Début avril 2013, Energystream expliquait que Londres avait donné son ‘Go’ administratif pour la construction de 2 réacteurs EPR sur le site d’Hinkley Point en Angleterre. Ce 21 octobre 2013, une nouvelle étape vient d’être franchie, puisque Londres et EDF ont officialisé leur accord final.

Un accord de principe sur les termes commerciaux du contrat

Depuis avril 2013, les négociations entre les deux parties ont principalement porté sur les aspects commerciaux du programme. Leurs aboutissements ont donc été dévoilés :

  • Le prix fixe de rachat de l’électricité produite sera de 92,5 livres par mégawatheure produit (soit 109 euros).
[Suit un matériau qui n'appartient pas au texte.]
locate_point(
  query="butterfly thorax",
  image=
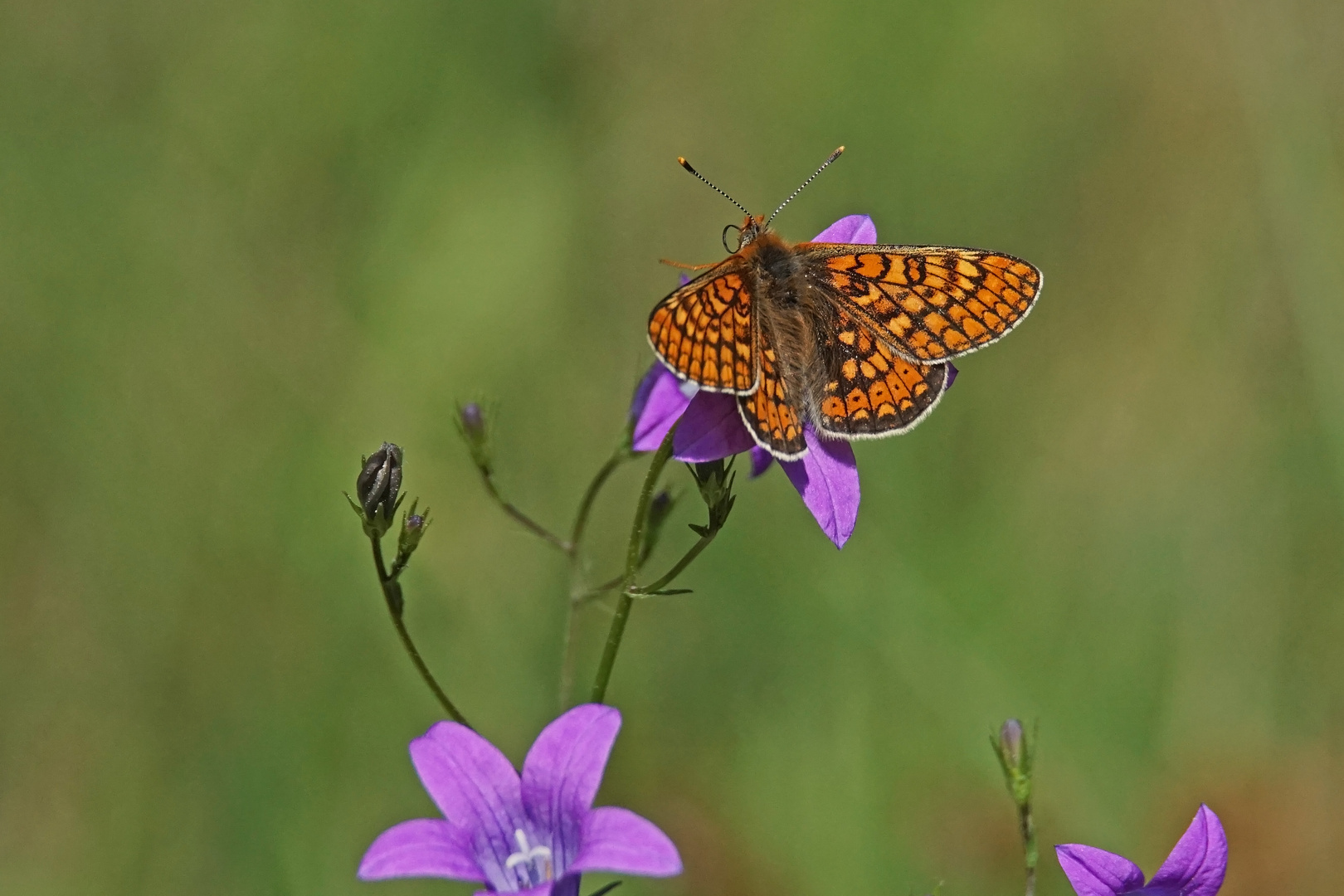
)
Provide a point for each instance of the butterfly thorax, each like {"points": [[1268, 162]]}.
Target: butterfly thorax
{"points": [[791, 314]]}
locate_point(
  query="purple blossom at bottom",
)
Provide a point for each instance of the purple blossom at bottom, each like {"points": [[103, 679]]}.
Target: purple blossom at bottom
{"points": [[1194, 868], [827, 476], [533, 835]]}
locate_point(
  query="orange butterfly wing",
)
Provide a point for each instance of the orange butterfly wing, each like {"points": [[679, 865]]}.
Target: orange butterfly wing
{"points": [[930, 303], [771, 412], [704, 331], [871, 391]]}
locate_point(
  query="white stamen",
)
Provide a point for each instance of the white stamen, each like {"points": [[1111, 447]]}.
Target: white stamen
{"points": [[527, 855]]}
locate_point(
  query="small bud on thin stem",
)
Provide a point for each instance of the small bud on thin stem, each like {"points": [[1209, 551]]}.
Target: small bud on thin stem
{"points": [[377, 492], [1016, 752], [377, 489]]}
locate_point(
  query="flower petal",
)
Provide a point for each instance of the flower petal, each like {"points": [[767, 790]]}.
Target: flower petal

Ce prix sera abaissé à 89,5 euros si EDF construit deux réacteurs nucléaires EPR supplémentaires à Sizewell, dans l’Est de l’Angleterre.
  • La durée de la garantie de ce tarif de rachat a été fixée à trente-cinq ans à compter de la date de mise en service de la centrale (alors qu’EDF demandait initialement quarante ans).
  • EDF remboursera un trop-perçu si les prix de marché dépassent le tarif convenu et, dans le cas contraire, EDF recevra un paiement complémentaire.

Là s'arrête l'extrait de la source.